Unlike most of my peers in the 8th grade, I didn’t have an older sibling fixated on the guitar wizardry of Eddie Van Halen or the flamboyant showmanship of singer David Lee Roth, front men for the band, Van Halen, in the early 80’s. My only exposure to the hard rockers was through their radio hits, ”Dance the Night Away,” and the two cover songs from 1982’s Diver Down, Martha and the Vandellas’ ”Dancing in the Street” and Roy Orbison’s immortal, ”(Oh) Pretty Woman.” The latter was also played regularly in our basement, a featured selection in the set lists of several of the garage bands my brother, Budd, played drums in. That’s how Diver Down wound up in our basement.
In late 1983, as anticipation swelled for the release of what would be Van Halen’s commercial breakthrough, the monster hit, 1984, I turned to the only source of Van Halen music I had. Being familiar with Diver Down didn’t help me much in conversations, though, as most kids talked about the band’s eponymous 1978 debut or their 1979 follow-up, Van Halen II. Sure there were some fanatics who could have given a full discourse on the merits of Diver Down and its superior predecessor, Fair Warning, but those kids had long hair, wore faded Levi’s jeans jackets and reeked of cigarettes. They made me nervous, no matter how cool I tried to appear.
The 7th grade had been a huge transitional year for me. I excelled in football and band, got my first black eye, kissed my first girl, went to my first rock concerts and even played in a rock band with some classmates. When 7th grade ended I thought for sure that 8th grade was going to be even better. It was not. In fact, 8th grade was a huge let down. I stopped hanging out with some close friends, I pined for a girl all year long, I contracted mono in the stupidest of ways- from drinking contaminated milk, seriously- and slowly realized that the kids I used to pummel in football were suddenly the same size or bigger than me. Sometime in the fall of ’83, while I was holed up in my parents’ basement, I fell in love with Diver Down, in particular a sensitive little song on side 2 called ”Little Guitars.”
A strong, effective piece of songwriting that blended hard rock with some new wave leanings, ”Little Guitars” first struck me because of the powerful drumming by Alex Van Halen, one of hard rock’s underrated backbeat men. With his usual restraint and knack for adding the right fills or double bass drum lick in the exact right moment, Alex really complements his brother’s unique guitar sound on the song, a sound created by playing on a custom made miniature Les Paul. What I found remarkable about ”Little Guitars,” and still do to some extent, is the pained vocal delivery by Roth, which made him less of a cartoon and more human. Throw in bassist Michael Anthony’s always welcome backing vocals and you hear an unexpected poignancy in the track. That’s right, a Van Halen song that actually has feeling.

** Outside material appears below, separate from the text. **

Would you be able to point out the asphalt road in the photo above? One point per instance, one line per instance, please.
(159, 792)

”Little Guitars” dialed into the lonely heart of my 13-year-old body. It was a weird period in my life when my friends and I didn’t discuss our feelings. Sure, we’d make comments about the girls we liked (”man, she is so hot,” or ”man, she has really nice hair,”), but never the complexities of feeling alone and rejected. And I sure as hell didn’t talk about such matters with my siblings or my parents. Our house was one of suppressed emotions that came out in bursts of love, laughter, anger or sadness. But that’s how it was in every household in the Cleveland suburbs of the early ’80s.

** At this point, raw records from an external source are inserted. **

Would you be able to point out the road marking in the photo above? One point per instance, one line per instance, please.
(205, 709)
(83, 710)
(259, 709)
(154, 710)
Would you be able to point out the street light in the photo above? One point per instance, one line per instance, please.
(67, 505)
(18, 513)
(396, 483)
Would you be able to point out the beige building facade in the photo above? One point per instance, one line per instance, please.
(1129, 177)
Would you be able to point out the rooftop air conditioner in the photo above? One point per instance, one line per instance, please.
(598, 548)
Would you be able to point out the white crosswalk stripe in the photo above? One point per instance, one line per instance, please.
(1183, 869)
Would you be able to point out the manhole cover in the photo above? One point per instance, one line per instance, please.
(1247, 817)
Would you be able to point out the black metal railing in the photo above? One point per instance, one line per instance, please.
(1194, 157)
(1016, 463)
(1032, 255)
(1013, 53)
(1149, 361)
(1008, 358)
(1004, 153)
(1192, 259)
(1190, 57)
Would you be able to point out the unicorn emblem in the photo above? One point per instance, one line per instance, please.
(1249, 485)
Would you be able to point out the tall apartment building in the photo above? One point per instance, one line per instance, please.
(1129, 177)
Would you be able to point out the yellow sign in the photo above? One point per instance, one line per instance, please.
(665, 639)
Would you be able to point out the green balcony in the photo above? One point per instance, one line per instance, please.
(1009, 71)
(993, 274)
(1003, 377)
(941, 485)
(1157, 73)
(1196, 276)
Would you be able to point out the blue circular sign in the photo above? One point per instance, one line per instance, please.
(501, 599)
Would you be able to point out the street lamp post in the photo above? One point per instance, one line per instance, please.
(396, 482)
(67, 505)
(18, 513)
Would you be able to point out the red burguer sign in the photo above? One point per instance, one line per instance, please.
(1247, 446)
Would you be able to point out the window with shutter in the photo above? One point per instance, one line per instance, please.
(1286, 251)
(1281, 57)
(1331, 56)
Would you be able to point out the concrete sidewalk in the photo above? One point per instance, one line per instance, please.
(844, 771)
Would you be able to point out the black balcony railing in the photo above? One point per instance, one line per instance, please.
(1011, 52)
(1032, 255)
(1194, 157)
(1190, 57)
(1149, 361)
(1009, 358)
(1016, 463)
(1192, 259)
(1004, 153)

Fortunately, I had music and great passages in songs like the moment in ”Little Guitars” that occurs approximately 1:20 before. It’s just Alex Van Halen playing eighth notes on his floor tom and snare, leading into a crash on the cymbal that’s quickly muffled by his hand. This little build that immediately leads into the final verse explains the whole song. The heart quickens and beats harder when you fall in love, then suddenly stops, crushed, when the vessel is broken.

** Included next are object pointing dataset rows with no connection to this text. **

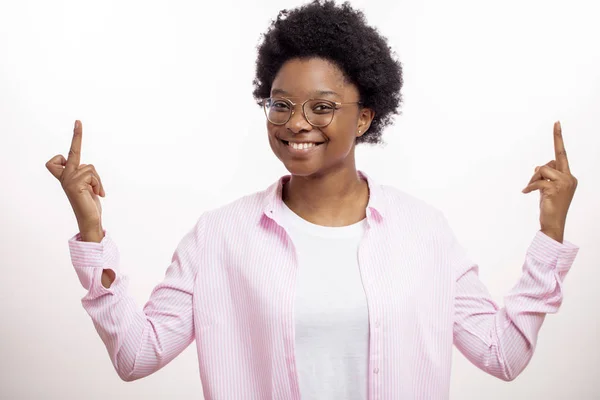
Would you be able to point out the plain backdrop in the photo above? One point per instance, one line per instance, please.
(164, 91)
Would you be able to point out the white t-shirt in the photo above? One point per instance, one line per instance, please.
(331, 315)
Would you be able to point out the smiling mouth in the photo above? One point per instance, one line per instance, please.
(301, 146)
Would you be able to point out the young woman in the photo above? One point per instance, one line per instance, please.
(326, 285)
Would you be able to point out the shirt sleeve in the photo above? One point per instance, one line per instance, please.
(139, 340)
(501, 341)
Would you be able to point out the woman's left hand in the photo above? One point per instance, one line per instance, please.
(557, 187)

My daughter Sophie continues to grow toward that age where I started to seclude myself in the basement and listen to music. Unlike like her father, Sophie seems fairly comfortable discussing her feelings about boys. Not that we’ve had any long discussions about such matters – she’s only in 6th grade — but I’m glad that she’s not like how I was and doesn’t conceal her emotions. I’m so happy that she can be open when she wants to. I’m sure that Sophie will have her heartbreaks and that even though I’ll be there for her, she won’t think that I understand. The uselessness that I’ll feel will likely make me feel lonely all over again and send me back to Van Halen and their little guitars.